For Maria Uggla, Head of Colour and Material Design at Polestar, innovation means rejecting the binary of performance versus sustainability. Instead the impetus is to embrace both with equal intensity.
“People often talk about compromise,” Uggla says, “but we don’t do that. Our job is to create desire for the right choice.” That guiding ethos runs through Polestar’s approach to everything, including materiality. Sustainability is never an afterthought, it’s an active design parameter, one that demands as much creativity and rigour as the form of the car itself.


At the heart of the company’s philosophy is a commitment to non-traditional approaches, which is applied to materiality. For example, the seat backrest on the Polestar 3 is made from BComp a flax-based bio-composite – this new and alternative material took three years of R&D to bring to market. But this is just one example of how long-term thinking and collaboration can yield groundbreaking results. “People didn’t realise how immature that material was when we started,” Uggla recalls. “We had to prove it could work in an automotive context.”
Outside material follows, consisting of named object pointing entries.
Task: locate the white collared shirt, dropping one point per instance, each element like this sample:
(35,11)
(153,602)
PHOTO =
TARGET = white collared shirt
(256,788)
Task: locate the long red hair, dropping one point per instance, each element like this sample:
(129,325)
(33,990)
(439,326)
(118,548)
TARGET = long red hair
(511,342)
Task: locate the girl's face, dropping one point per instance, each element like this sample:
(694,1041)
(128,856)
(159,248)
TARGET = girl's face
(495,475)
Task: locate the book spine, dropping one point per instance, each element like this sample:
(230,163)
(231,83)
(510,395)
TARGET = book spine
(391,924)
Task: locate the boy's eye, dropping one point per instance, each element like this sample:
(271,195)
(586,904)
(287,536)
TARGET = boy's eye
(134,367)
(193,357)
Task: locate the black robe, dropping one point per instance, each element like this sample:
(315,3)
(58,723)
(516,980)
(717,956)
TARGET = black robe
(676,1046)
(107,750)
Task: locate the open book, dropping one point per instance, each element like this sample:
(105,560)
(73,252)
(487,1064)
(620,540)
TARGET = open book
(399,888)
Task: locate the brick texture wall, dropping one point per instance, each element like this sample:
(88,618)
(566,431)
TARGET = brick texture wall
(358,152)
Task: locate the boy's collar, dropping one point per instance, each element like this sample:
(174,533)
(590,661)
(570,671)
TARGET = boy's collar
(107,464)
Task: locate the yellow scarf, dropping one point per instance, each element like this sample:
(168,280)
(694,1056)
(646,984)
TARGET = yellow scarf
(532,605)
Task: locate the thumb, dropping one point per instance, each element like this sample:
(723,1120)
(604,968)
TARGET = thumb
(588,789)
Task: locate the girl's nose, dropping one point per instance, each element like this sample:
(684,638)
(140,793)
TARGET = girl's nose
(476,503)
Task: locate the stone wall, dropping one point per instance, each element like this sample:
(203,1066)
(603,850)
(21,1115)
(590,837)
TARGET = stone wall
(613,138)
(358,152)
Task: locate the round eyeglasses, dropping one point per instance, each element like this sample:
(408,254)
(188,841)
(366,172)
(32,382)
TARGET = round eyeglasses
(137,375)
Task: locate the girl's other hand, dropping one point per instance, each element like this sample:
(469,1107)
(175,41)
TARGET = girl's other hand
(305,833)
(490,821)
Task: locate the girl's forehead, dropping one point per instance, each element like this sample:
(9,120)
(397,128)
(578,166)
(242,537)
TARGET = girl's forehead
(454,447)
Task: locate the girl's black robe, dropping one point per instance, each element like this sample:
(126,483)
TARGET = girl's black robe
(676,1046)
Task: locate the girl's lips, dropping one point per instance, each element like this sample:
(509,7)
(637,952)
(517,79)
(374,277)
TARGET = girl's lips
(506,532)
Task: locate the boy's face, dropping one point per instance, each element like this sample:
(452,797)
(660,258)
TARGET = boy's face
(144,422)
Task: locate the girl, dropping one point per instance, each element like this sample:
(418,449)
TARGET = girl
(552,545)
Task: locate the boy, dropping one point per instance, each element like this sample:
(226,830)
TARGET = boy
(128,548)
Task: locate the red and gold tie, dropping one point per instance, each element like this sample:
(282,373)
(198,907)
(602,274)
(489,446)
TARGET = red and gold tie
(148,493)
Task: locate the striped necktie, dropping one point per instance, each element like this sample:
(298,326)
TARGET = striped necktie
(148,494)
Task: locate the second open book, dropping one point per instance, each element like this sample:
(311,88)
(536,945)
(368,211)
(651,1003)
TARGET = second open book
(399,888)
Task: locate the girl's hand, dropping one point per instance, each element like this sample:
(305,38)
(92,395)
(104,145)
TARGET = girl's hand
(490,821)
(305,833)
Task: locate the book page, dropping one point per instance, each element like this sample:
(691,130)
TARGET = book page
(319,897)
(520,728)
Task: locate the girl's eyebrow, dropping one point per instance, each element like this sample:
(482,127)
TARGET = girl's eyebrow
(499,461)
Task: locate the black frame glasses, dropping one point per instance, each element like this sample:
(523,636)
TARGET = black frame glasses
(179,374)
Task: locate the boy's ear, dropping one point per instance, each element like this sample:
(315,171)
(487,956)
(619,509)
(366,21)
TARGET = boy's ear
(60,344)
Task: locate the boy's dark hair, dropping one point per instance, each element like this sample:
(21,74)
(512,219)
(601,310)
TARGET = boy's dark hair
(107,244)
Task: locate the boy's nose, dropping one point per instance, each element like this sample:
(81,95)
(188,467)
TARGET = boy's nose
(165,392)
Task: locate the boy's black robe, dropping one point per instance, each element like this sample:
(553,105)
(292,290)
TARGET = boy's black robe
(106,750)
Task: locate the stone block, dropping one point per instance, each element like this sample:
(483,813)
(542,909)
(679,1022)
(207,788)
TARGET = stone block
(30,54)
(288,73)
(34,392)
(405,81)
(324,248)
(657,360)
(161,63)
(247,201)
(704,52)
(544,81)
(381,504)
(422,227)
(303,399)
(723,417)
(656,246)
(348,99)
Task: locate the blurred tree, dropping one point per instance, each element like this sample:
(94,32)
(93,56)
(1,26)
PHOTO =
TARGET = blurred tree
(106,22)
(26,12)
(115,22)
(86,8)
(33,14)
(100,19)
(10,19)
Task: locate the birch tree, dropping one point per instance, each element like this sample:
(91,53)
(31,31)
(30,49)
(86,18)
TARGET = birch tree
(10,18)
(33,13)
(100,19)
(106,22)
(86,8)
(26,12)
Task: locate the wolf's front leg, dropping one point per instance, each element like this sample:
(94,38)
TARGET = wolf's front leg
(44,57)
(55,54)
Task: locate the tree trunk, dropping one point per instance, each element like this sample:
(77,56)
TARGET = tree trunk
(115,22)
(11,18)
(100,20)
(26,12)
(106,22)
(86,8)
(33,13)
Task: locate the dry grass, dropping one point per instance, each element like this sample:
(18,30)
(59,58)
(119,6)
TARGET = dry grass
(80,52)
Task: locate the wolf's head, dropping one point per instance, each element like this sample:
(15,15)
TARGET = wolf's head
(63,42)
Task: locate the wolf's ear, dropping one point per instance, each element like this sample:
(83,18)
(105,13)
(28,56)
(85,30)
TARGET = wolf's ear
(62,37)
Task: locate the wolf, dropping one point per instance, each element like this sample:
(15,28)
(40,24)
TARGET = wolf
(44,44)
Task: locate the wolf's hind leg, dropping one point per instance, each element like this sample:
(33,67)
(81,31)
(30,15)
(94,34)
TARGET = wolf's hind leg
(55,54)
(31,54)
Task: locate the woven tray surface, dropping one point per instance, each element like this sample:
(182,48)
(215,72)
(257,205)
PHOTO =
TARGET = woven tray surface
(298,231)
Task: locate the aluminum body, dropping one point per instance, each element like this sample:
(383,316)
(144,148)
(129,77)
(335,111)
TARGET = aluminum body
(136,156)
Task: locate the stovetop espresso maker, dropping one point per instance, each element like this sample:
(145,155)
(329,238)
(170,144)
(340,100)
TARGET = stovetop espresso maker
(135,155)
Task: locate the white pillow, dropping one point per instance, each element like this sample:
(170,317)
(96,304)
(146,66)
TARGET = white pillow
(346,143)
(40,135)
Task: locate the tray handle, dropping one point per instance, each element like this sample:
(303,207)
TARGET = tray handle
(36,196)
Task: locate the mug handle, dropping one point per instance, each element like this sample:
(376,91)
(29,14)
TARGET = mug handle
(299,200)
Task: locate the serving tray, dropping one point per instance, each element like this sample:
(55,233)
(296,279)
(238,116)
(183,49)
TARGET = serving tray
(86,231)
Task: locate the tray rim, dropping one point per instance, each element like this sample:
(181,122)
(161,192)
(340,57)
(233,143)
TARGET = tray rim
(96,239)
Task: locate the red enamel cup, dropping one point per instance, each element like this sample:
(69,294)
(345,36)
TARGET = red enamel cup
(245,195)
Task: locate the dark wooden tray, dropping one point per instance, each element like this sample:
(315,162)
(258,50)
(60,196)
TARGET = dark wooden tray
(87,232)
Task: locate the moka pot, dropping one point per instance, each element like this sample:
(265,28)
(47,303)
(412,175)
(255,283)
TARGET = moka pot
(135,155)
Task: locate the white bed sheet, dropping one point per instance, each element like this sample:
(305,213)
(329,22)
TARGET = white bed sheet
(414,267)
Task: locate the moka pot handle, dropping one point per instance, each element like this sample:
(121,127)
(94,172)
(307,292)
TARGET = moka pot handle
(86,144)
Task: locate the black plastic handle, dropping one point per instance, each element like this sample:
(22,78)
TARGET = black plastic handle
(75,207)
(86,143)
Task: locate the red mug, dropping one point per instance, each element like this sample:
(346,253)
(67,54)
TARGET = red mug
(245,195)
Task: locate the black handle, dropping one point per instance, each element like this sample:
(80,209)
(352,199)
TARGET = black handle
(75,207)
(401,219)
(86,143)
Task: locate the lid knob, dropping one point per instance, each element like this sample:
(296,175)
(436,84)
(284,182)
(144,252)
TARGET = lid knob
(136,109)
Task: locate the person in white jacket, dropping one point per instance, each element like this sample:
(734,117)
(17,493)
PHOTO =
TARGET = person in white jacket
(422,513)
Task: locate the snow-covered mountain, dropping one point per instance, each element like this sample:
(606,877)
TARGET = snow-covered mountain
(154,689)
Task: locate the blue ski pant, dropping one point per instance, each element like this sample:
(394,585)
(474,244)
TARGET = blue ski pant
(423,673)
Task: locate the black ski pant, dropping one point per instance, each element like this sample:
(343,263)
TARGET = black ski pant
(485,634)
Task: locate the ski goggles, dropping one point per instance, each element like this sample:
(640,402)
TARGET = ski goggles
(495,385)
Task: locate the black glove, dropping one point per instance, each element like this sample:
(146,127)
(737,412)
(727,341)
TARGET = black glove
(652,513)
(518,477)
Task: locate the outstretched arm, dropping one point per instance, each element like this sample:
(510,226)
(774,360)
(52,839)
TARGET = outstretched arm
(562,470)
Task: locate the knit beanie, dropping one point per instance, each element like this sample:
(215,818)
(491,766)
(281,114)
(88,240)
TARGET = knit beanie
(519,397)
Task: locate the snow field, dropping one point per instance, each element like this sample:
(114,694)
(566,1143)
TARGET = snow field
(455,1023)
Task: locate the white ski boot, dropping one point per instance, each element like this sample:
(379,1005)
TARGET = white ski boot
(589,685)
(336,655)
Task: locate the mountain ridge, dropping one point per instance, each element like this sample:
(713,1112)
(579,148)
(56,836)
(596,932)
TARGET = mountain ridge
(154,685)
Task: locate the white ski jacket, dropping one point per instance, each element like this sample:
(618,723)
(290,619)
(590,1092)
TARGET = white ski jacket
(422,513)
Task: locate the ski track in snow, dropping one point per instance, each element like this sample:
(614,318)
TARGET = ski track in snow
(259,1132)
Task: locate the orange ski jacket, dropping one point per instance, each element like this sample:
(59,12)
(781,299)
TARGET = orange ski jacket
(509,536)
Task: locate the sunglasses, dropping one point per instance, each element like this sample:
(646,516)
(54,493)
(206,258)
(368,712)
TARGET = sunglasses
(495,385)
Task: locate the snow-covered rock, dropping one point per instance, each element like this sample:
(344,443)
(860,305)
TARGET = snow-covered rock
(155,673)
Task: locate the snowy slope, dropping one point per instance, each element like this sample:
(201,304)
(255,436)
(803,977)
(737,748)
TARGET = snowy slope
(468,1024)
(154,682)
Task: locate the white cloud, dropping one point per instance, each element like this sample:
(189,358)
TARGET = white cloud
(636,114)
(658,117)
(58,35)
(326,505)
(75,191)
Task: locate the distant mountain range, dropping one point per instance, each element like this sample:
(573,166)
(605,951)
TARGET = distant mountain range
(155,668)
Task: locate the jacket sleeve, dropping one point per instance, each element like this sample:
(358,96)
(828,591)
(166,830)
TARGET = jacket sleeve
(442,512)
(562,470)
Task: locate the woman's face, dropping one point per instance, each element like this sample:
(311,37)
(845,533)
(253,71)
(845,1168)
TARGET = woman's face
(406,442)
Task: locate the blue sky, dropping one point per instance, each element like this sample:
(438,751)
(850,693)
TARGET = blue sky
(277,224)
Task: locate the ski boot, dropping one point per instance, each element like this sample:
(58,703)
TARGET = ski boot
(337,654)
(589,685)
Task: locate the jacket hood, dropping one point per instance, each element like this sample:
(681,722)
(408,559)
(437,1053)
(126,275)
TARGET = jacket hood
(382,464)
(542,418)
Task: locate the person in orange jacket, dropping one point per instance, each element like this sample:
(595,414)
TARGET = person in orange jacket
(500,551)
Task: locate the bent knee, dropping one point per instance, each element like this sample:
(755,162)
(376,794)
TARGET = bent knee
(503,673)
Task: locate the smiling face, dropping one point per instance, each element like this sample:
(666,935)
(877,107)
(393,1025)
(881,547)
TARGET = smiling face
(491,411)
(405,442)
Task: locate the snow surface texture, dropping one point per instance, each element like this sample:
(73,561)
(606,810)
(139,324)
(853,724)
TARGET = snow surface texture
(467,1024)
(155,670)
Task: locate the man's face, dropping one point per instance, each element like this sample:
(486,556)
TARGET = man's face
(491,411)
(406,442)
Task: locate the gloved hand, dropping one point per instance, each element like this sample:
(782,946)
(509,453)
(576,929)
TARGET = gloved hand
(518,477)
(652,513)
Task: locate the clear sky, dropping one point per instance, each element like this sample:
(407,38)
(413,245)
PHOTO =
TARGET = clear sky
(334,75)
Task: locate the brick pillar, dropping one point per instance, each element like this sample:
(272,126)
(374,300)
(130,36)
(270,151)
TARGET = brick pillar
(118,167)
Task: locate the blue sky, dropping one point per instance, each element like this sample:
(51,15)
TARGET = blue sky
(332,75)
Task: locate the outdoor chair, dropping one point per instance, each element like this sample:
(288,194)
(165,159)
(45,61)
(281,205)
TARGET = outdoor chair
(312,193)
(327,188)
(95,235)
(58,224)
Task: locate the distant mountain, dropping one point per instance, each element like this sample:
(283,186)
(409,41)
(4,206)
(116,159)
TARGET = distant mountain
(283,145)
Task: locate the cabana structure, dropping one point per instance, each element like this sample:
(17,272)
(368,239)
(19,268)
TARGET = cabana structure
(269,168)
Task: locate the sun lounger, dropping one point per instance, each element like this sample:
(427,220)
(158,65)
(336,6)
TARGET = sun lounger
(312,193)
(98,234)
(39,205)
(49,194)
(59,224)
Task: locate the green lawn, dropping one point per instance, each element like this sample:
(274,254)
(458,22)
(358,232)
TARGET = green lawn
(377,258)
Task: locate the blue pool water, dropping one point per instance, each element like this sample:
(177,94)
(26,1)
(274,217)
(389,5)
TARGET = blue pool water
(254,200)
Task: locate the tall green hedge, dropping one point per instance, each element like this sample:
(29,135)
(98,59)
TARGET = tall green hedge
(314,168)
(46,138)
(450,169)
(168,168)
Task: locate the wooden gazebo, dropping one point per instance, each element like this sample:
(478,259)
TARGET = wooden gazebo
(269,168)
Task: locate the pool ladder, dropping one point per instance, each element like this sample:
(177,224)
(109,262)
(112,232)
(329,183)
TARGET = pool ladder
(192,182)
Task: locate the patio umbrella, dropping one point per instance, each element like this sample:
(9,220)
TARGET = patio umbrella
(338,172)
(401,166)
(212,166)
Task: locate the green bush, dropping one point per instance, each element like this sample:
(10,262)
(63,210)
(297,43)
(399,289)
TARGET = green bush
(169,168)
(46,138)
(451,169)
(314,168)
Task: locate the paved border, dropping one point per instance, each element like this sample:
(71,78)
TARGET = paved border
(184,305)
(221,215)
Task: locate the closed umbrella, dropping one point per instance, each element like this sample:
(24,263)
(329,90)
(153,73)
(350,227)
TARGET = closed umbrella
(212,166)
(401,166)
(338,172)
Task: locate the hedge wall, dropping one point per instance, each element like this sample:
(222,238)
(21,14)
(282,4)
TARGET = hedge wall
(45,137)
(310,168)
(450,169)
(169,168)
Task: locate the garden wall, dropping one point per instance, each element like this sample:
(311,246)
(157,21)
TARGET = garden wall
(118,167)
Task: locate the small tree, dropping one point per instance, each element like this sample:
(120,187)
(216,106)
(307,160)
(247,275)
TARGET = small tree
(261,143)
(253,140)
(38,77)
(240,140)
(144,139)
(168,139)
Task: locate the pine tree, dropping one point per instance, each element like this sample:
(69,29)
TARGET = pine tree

Through this willingness to start from scratch, Uggla has led textile experiments inspired not by the auto industry, but by fashion. Flat-knitted recycled polyester, influenced by Nike’s Flyknit, was developed using advanced weaving techniques that allow for zero waste and create a pre-programmed structure. “Textile in automotive is usually the lowest of the low. We wanted to elevate it – make it desirable,” Uggla says.


A key part of Polestar’s process is the early-stage development of “material scenarios”, which map out potential lifecycles, sources and applications for each material before a design is locked in. For Polestar 3, this meant reducing virgin materials, sourcing waste-derived alternatives, and designing with circularity in mind from the outset. “We’re constantly exploring how to create better material generations,” Uggla explains.
Transparency underpins it all. Polestar’s Life Cycle Assessments (LCAs) are published for each model, with full emissions disclosures and material impact breakdowns. “It’s complicated,” Uggla admits, adding, “But showing that complexity is how we avoid greenwashing. Sustainability isn’t a trend – it’s a necessity.”
The future of car interiors might not be stitched in leather or moulded in plastic, but rather grown, woven, pressed and reimagined.